Остановил Мамон своего коня, скинул шапку и, опустив ее низехонько, также поклонился, сколько мог ниже, как бы признавая его сатанинское первенство.
Этот, ухмыляясь, слегка приподнял свою и примолвил:
— Люди свои, сочтемся, батюшка Григорий Андреевич!
— Мы сочлись уж, если признаешь мою услугу. Будем говорить душа в душу. Ведь ты начал дело о князе Лукомском и толмаче его {Прим. стр. 47}?
— Видит бог, в угоду Ивану Васильевичу и ради добра земле русской… Литвин подослан своим государем Казимиром {Прим. стр. 47} известь Ивана Васильевича… холоп на него показал… зелье нашли… чего лучше, чтобы придраться к Литве, где пристань держат для всякого, кто только осерчает на нашего господина!
— Пытал я Лукомского и толмача, латынщика Матифаса… не признались!
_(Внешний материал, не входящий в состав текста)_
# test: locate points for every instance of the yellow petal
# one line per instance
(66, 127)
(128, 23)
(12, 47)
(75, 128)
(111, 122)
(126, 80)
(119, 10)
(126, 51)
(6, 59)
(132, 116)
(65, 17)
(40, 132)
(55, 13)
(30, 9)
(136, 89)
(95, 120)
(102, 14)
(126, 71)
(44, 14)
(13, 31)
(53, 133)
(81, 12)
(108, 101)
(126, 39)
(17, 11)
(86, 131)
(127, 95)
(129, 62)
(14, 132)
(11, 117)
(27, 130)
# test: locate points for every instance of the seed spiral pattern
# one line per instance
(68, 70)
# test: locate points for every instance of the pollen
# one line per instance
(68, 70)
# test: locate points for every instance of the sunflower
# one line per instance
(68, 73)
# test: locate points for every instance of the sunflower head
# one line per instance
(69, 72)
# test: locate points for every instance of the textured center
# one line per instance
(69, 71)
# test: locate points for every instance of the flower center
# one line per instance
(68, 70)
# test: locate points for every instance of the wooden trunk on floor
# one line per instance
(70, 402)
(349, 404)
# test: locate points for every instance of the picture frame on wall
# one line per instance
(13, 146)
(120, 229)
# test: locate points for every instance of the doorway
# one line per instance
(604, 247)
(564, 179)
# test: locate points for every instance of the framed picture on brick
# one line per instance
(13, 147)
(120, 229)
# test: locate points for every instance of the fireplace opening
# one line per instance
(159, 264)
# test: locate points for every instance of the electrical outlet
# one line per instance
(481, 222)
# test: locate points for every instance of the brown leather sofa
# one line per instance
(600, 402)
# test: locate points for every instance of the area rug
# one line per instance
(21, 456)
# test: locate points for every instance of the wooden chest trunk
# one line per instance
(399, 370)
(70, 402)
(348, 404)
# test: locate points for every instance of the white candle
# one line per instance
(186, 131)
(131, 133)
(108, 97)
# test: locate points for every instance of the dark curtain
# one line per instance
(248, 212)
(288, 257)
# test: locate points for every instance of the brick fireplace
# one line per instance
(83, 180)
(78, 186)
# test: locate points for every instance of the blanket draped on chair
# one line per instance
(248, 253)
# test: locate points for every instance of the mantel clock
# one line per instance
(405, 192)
Призывал баб лихих, давал лизать зелье, одной всыпал насильно добрую задачу в горло, давал в хлебе собаке: ни баба, ни собака не околели.
— Ну что ж после, родной?.. — спросил Русалка со страхом.
— После?.. Для тебя… от одной маковой крупинки разорвало ту же собаку! Все скрепил золотой петлей! Не бойся, тебя во лжецы не поставлю, Михайло Яковлевич!
В свою очередь, дворецкий снял исщипанную шапку и, низко поклонясь, примолвил:
— Сам господь заплатит тебе!
— Полно, не греши, Михайло! Свои люди, сочтемся. Услужи мне только Образцом.
Дворецкий показал с чувством на церковь Спаса, к которой они подъезжали. Вышки великокняжеских хоромин выглядывали уж из-за нее. Чтобы не подозревали в них какого сговора, они поехали, один по набережной Кремля, другой — к Никольским воротам. Расставание их было только до великокняжеского двора, где они должны были свидеться.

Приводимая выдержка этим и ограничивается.